Tim has the nurse page Dr. Shaw and asks them to find my sister, who comes sprinting into my room a few minutes later. Dr. Shaw has come and gone. I’m diagnosed with a bruised head and morning sickness, with instructions to start prenatal care ASAP.
Privacy laws mustn’t hold for hospital staff because my sister knows everything when she skids into my room. “Alice what the hell?? Pregnant??” She grabs my hands and looks over to Tim, who is now collapsed in the wooden chair like a deflated scarecrow. “Timber fucking Stag, you knocked up my sister!” Amy helps me out of bed and hands me my bag. “I’m going to send you the number for the midwives. Carol has been there so long she caught us AND my boys.”
When Tim sees that we are leaving he scrambles to his feet. Amy keeps talking. “You have to wait to tell Dad until I’m there to watch. Oh. And Ryan. Please wait for Sunday dinner and just blurt it out in front of everyone.”
“Aim, I’m so glad my crisis is so amusing to you.” She steers us toward the exit as Tim calls for his driver to come pick us up.
My sister pulls us both in for a hug. “It’s not a crisis! It’s a baby!” She claps her hands. “You’re both adults and you have homes and decent jobs. This is going to be amazing. I promise.” I wish I could share her confidence. Or even make sense of what I’m feeling right now. I huddle against Tim as we wait for the town car. He’s wooden and unyielding, gritting his teeth like he can chew right through this challenge.
When Joe pulls up, I don’t even wait for anyone to open the door. I collapse into the back seat and close my eyes until we start moving.
“Wait, where are we going?” Joe is headed west along the Allegheny River, not east toward my house.
Tim looks at me, utterly perplexed. “I’m taking you home. To rest. So we can talk.”
“Tim, I want to go to my house, to sleep in my bed and to think.”
Tim shakes his head. “Alice, we need to talk this through. This is ...you’re not thinking clearly and… Alice! A baby. Our baby…”
My head is pounding. I can’t think. “Joe, please take me to my house.” Tim starts to protest, but I cut him off. “I just really need to be alone right now, Tim.”
When we finally pull up to my house, I’m surprised to see both my brothers are home, but then I remember it’s late afternoon and we’ve been at the hospital since lunchtime. When Tim opens the door and I climb out, my brothers leap from the porch and come running to me.
“What the fuck, Alice? Who hurt you?” My brother Ryan balls his hands into fists, glaring daggers at Tim. “Stag, if you so much as laid a finger on her, I swear to Christ I will end you right now.”
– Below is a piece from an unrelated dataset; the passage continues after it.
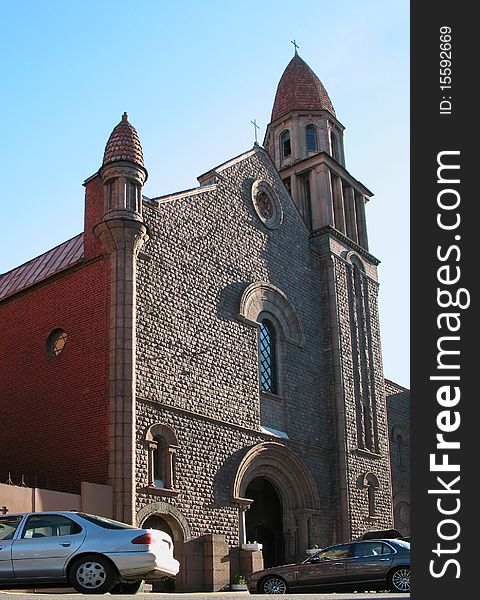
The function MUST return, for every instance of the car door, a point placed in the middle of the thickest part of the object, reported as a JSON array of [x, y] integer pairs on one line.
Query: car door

“Relax, Ry. I just fell at work.” Tim’s mouth opens, but no sound comes out. I glare at him. “Tim drove me to the hospital and I’m fine. No stitches even. I’ll probably have a black eye, though.” I’m babbling again. My brothers don’t seem quite appeased, but I’m so exhausted and I’m feeling another wave of nausea. “Look, guys, I just want to go to bed. Tim, I’ll see you on Wednesday.”
“Alice, wait.”
“No. I really just need to go to bed.” I start to walk into the house.
He moves to follow, but Dan puts his hands on Tim’s chest. “She said she’s good, dude.”
“Alice, I’ll bring your things over later. Please call me when you’ve slept.” He looks desperate, and part of me wants to go to him, but if I stay upright another second I’m going to puke and cry all at once. I close the door, hurry up the stairs, and collapse into my bed.